Sunday, October 02, 2005

one year

Damn blogger for being down. My rather rare impulse to post has been thwarted repeatedly over the last few days by a combination of fever, exhaustion, work, and blogger. One year and two days ago I submitted my thesis. It seems impossibly long ago, in so many ways, and just yesterday in others.

Application season is upon me, and I'd like to ask a perhaps overly reasonable question. Why do all of these institutions insist on slightly different versions of the same thing? For the past few days, I've been negotiating demands for "no more than a 2 page research proposal" and "four to six pages on your research." With "a single spaced page on your teaching interests" and "no more than three double spaced pages on your teaching interests, including two proposed courses for our perverse departmental requirements." Admittedly the departments and institutions demanding these things all want to feel special, but they ultimately all want the same damn thing - someone good, who will fit well. And all I'm saying, as I re-invent myself (and the wheel) over and over and over and over again, is "I'm good! Check me out! I'll fit well!" But the process is vastly over-complicated by the niggling differences between requirements, when the expectations are in fact identical. It's a bloody cottage industry, not a process. Not to mention "submit online," "submit 3 hard copies by post," and "submit online and 5 copies by post." These are post-docs, while the wheels of time turn closer to proper jobs, and some of them have an application fee, which I find utterly reprehensible. How _dare_ they ask 20 or 30 dollars of me for consideration? From the (disheartening) numbers they provide on the websites, these postdoctoral fellowships receive 400 or 1000 applications for 4 positions. There is no fucking way (pardon my French) that the 12,000 or 30,000 dollars in application fees is necessary to pay for the processing of these applications. Plus it's not as if the private institutions in question are in any way underfunded.

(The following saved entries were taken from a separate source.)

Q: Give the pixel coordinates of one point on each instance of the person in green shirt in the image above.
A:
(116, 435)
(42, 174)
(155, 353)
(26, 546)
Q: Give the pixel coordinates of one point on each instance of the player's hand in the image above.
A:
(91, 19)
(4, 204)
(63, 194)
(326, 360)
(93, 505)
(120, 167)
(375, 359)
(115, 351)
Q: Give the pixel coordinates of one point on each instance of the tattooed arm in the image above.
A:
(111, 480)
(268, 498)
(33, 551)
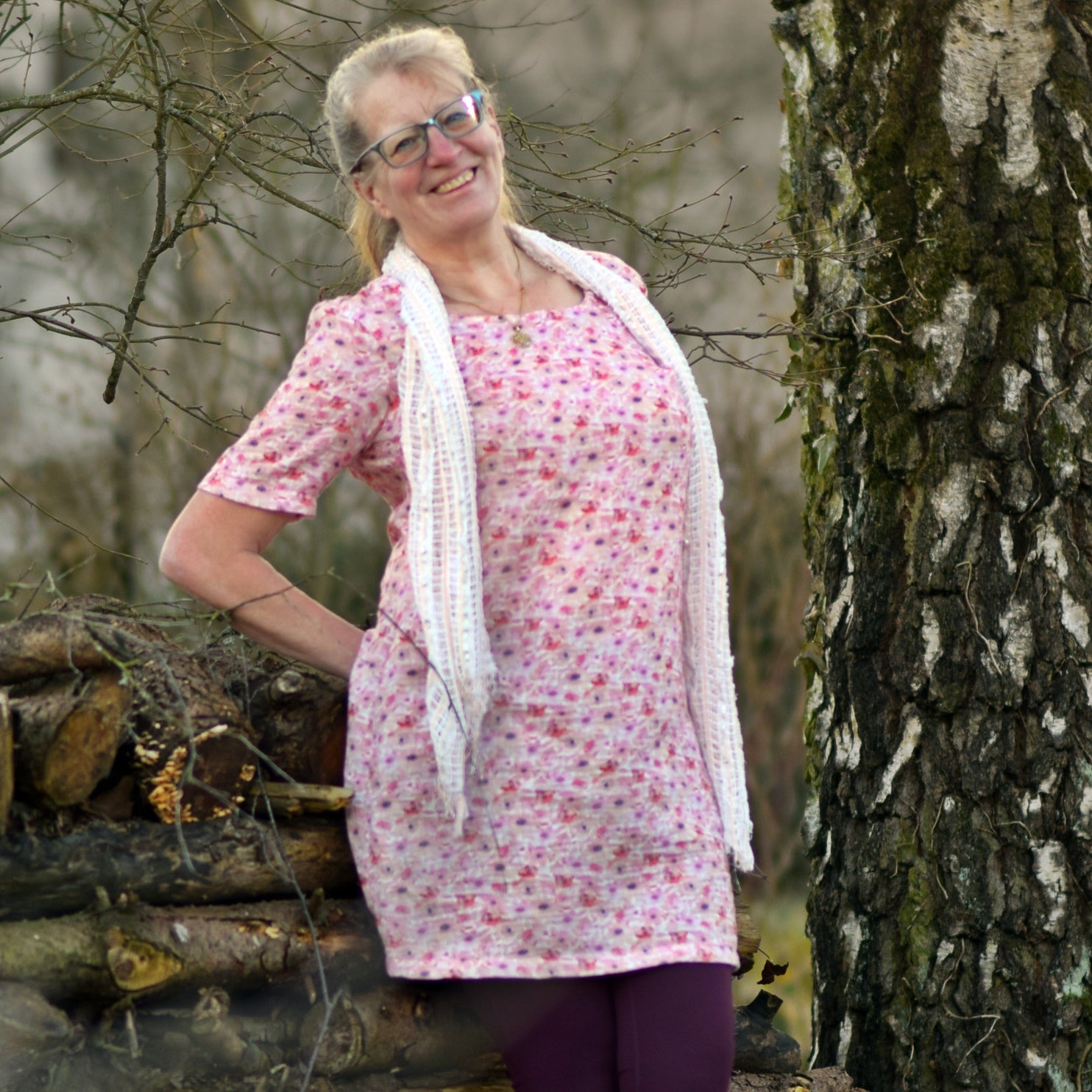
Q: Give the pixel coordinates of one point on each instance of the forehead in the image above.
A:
(403, 99)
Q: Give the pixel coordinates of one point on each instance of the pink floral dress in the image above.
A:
(593, 844)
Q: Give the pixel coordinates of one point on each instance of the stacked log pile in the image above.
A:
(178, 905)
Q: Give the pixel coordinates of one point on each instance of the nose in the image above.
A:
(442, 149)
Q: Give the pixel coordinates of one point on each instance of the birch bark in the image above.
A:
(947, 421)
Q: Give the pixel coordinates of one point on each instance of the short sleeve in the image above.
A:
(324, 416)
(617, 266)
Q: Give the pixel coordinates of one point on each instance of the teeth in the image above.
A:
(453, 184)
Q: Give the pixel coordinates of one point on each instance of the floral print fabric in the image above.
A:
(593, 843)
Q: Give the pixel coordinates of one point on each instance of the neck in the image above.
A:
(482, 274)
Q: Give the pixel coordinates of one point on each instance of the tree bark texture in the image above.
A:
(947, 417)
(219, 861)
(131, 950)
(192, 749)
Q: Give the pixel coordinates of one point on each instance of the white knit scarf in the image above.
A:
(444, 550)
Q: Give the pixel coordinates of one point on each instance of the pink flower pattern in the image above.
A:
(593, 844)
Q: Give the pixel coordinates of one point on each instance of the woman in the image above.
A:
(543, 736)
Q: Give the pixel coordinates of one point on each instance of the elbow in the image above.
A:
(180, 561)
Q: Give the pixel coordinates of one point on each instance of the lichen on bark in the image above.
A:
(939, 175)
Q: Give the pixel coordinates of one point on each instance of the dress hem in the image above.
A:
(568, 967)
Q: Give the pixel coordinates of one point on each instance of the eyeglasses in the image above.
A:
(457, 119)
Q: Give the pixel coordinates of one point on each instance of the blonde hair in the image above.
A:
(428, 49)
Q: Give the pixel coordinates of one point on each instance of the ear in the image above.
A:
(366, 191)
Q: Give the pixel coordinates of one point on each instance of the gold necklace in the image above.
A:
(520, 336)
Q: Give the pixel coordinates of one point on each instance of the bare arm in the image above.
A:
(214, 552)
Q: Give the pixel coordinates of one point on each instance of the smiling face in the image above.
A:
(455, 190)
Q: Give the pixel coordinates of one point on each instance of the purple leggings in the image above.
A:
(664, 1029)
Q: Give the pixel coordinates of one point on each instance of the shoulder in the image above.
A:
(617, 266)
(366, 324)
(378, 302)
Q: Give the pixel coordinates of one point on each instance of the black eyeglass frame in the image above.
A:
(475, 93)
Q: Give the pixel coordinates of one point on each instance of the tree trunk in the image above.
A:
(7, 762)
(946, 414)
(208, 862)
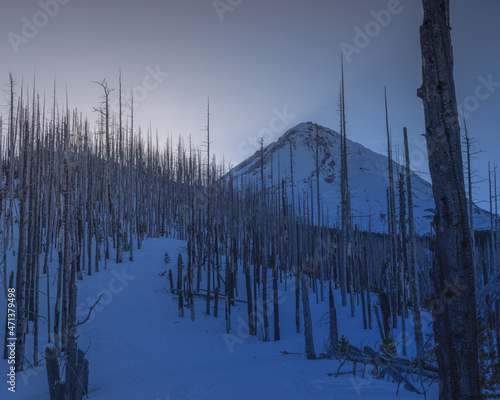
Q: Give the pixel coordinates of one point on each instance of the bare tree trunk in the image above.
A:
(308, 332)
(456, 326)
(412, 264)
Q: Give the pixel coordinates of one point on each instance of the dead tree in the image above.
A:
(412, 265)
(456, 325)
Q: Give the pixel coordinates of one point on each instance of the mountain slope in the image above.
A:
(368, 177)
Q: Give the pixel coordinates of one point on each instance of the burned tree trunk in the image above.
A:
(455, 326)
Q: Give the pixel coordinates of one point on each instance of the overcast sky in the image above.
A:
(267, 65)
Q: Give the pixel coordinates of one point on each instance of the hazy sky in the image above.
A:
(267, 65)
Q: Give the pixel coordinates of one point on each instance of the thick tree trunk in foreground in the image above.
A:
(455, 325)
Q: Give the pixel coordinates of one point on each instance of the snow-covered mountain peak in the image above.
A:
(308, 145)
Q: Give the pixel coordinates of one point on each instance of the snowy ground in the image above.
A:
(139, 348)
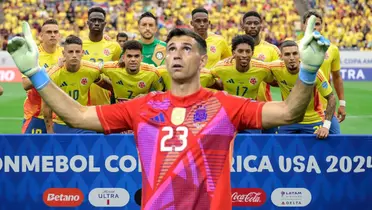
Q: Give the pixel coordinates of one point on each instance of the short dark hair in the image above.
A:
(148, 14)
(288, 43)
(50, 22)
(308, 14)
(121, 34)
(251, 13)
(199, 10)
(242, 39)
(96, 9)
(202, 44)
(72, 39)
(132, 45)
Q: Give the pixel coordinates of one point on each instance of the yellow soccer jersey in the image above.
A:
(100, 52)
(47, 60)
(217, 49)
(314, 112)
(331, 64)
(206, 77)
(243, 84)
(127, 86)
(75, 84)
(266, 52)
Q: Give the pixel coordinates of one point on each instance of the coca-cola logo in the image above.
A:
(248, 197)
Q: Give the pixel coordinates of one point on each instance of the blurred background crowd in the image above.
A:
(347, 23)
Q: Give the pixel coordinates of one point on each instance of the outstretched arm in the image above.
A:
(312, 50)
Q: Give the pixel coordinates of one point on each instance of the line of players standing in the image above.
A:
(97, 71)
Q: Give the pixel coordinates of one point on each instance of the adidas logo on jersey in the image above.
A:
(64, 84)
(158, 119)
(230, 81)
(283, 82)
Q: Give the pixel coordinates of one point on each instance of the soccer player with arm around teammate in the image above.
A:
(184, 127)
(330, 67)
(75, 79)
(49, 54)
(286, 73)
(135, 78)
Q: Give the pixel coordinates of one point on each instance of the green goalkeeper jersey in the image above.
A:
(154, 53)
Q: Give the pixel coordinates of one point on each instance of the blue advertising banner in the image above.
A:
(267, 172)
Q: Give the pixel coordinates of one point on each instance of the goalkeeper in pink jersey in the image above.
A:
(183, 135)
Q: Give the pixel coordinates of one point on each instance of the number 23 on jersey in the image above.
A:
(182, 134)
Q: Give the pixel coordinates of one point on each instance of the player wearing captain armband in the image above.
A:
(286, 73)
(180, 131)
(136, 77)
(49, 54)
(242, 76)
(206, 79)
(331, 67)
(99, 50)
(75, 79)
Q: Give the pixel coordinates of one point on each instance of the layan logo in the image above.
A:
(291, 197)
(109, 197)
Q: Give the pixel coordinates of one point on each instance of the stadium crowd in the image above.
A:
(347, 22)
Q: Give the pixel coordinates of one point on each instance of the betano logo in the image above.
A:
(63, 197)
(109, 197)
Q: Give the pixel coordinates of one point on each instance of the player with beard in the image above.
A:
(99, 50)
(49, 54)
(217, 47)
(135, 78)
(286, 74)
(153, 49)
(263, 51)
(241, 76)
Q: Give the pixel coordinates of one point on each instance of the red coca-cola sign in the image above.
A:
(248, 197)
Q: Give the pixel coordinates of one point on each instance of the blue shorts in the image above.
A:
(33, 126)
(300, 128)
(335, 126)
(58, 128)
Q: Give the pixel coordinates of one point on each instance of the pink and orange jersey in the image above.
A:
(183, 144)
(266, 52)
(32, 104)
(314, 112)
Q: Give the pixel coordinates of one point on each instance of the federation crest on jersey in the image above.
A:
(213, 49)
(106, 51)
(84, 81)
(141, 84)
(261, 57)
(200, 114)
(253, 80)
(326, 56)
(159, 55)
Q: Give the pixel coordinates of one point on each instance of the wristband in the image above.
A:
(327, 124)
(40, 79)
(307, 77)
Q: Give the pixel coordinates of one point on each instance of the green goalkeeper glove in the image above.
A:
(25, 55)
(313, 47)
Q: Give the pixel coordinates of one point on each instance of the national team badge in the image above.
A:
(253, 80)
(106, 51)
(84, 81)
(141, 84)
(261, 57)
(178, 115)
(200, 114)
(213, 49)
(159, 55)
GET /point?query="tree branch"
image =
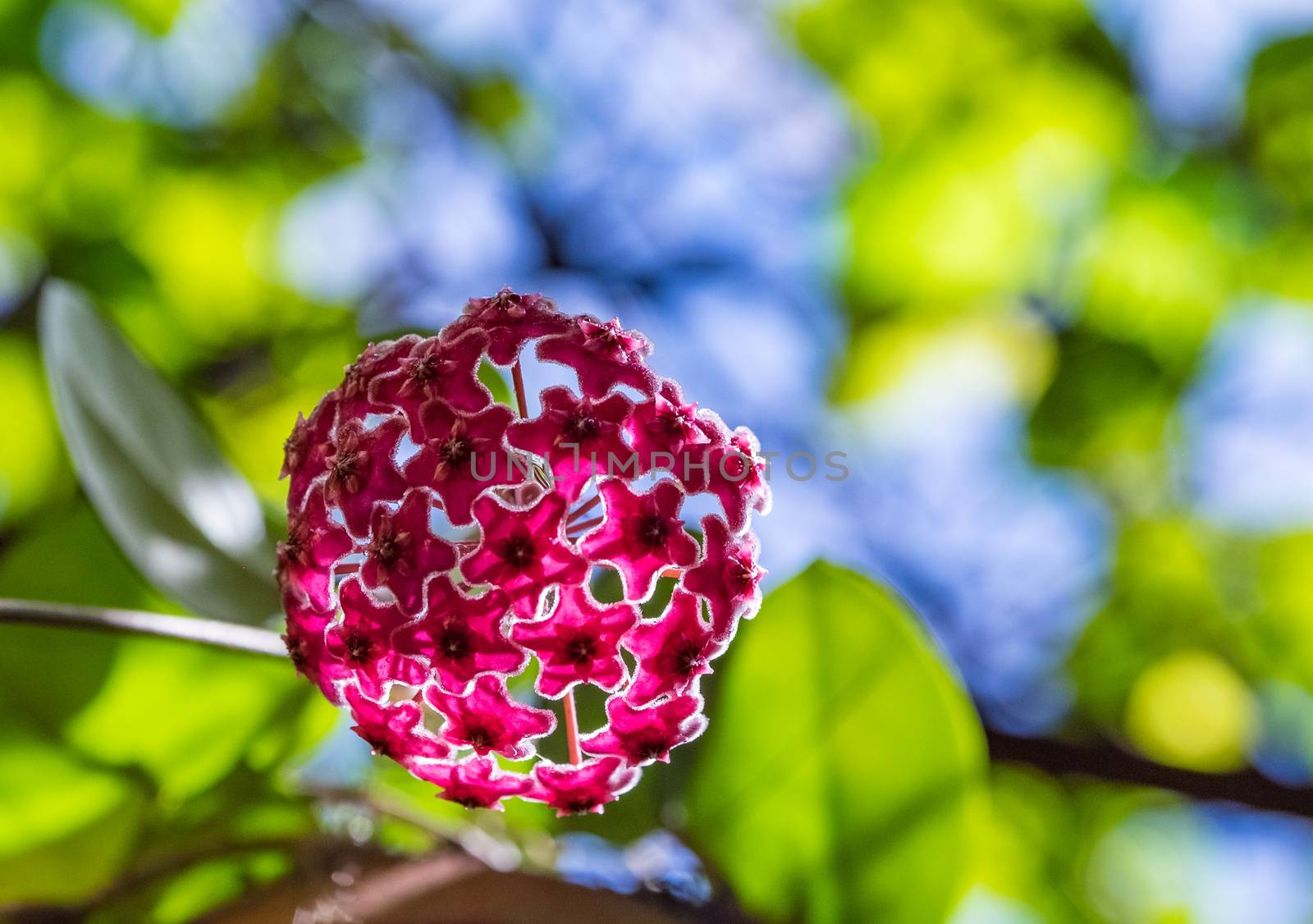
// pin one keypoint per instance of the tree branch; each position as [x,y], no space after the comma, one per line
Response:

End rant. A year ago was the last time I was in love. Even in the midst of the craziness of finishing the degree, of applications, of working a shite job, I met someone at the worst possible time and it just worked. I miss that, terribly, as it seems it will continue to be the worst possible time for at least another year or so, yet this time there's a line I can't allow myself to cross. Or there's simply been nobody to cross it for. Normally I withdraw when up against the wall of stress, self-scrutiny, and deadlines. But I remember what it was to go through the process looking out, rather than in, and a large part of me laments the difference this year. "I'm moving to New York. And, oh yeah, I think we should end things." Ineptitude in the break up scene taken to spectacular new lows last November. And ludicrous drama with the woman in question a year ago today. Regrets. I tend to be opposed to them on general fucking principle, but they sneak in around the edges.